I
dipinti di Antonella Peresson non sono mai superfici lisce. Fin dagli
inizi, in cui si vedeva l’influenza di Guttuso, ha sempre posseduto
una
pennellata densa, pastosa, sensuale:
una spessa
materialità
del tratto che
dà
un’evidenza tattile all’immagine e
al gioco ricco del colore.
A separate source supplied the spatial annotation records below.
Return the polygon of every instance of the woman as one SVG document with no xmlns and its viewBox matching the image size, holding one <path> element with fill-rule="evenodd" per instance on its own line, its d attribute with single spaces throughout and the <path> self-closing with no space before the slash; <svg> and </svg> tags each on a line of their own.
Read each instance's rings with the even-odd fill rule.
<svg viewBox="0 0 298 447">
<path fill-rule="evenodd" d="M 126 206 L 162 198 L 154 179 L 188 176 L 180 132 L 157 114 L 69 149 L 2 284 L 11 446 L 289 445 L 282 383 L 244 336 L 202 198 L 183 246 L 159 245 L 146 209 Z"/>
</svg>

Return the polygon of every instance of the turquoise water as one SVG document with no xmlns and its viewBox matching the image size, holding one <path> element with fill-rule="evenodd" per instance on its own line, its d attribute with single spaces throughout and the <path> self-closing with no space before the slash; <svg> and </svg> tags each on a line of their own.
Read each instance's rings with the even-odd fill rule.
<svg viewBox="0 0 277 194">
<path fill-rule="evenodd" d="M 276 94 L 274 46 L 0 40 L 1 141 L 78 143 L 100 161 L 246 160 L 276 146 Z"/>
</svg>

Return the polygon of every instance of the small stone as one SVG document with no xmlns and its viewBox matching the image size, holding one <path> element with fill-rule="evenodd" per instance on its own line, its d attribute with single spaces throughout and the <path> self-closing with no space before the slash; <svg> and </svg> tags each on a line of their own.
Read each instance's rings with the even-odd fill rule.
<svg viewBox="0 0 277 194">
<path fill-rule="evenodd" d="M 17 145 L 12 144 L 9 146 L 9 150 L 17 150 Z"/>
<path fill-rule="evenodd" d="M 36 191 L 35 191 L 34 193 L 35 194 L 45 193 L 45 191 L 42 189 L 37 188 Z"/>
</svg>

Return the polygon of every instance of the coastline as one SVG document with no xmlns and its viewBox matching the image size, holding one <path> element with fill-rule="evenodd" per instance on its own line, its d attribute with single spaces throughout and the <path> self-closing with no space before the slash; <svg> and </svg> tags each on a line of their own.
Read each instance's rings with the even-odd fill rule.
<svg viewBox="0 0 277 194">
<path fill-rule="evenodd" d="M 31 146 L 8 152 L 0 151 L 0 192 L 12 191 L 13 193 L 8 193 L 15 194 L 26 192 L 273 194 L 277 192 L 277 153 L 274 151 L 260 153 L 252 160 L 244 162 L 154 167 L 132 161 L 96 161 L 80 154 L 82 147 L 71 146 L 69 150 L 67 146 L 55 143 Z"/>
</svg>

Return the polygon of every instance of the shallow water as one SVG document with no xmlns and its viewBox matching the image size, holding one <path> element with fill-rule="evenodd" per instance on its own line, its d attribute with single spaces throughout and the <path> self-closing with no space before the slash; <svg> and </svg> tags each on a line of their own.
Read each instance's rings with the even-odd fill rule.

La sua mostra dal titolo “Tracce –
Storia di un percorso di pittura” alla
Libreria Einaudi-Gaspari in via Vittorio Veneto 49 a Udine ripercorre
una carriera
pittorica
che
si muove con disinvoltura dal figurativo all'informale.
Parte
dal
figurativo, con
la
bellezza
e l’esuberanza dei suoi nudi femminili
o
l’inondazione
di una luce calda e meridionale nelle
sue marine; è
una
vera
pittura
degli
elementi, dove
le figure non si inseriscono nel paesaggio ma vi si fondono,
diventano
terreno, acqua, roccia, in
una percezione pánica
e
sempre
fluente
dell’universo.
Però
questa pittrice carnale
e solare possiede
un
lato nerissimo che emerge nei
dipinti raggruppati
sotto l’ironico titolo “Cuore di mamma”, che
esplorano l’elemento
di orrore implicito (e
costantemente
negato)
presente
nella
gravidanza. Quella
ricchezza
della materia, quella natura “lavica”
del
tratto, viene incanalata nella cupezza del tema, eppure
persiste,
in
una sorta di barbarica ricchezza.
Col
tempo la pittura di Antonella Peresson si
avvia sempre più verso forme espressioniste, testimoniate
dai più recenti nudi e marine.
Amante
dei cicli tematici, mantiene
volentieri
l’aggancio
al referente, ora in forma nettamente figurativa (la serie sulla
malattia e guarigione) ora facendolo deflagrare
in un’esplosione
di luce e colore, come nei dipinti sulla Divina Commedia. Infine
l’approdo
all'informale le consente di articolare in forme di pura energia il
suo eterno
innamoramento del colore, fino
alla ricerca metafisica della serie “Polvere di pensiero”.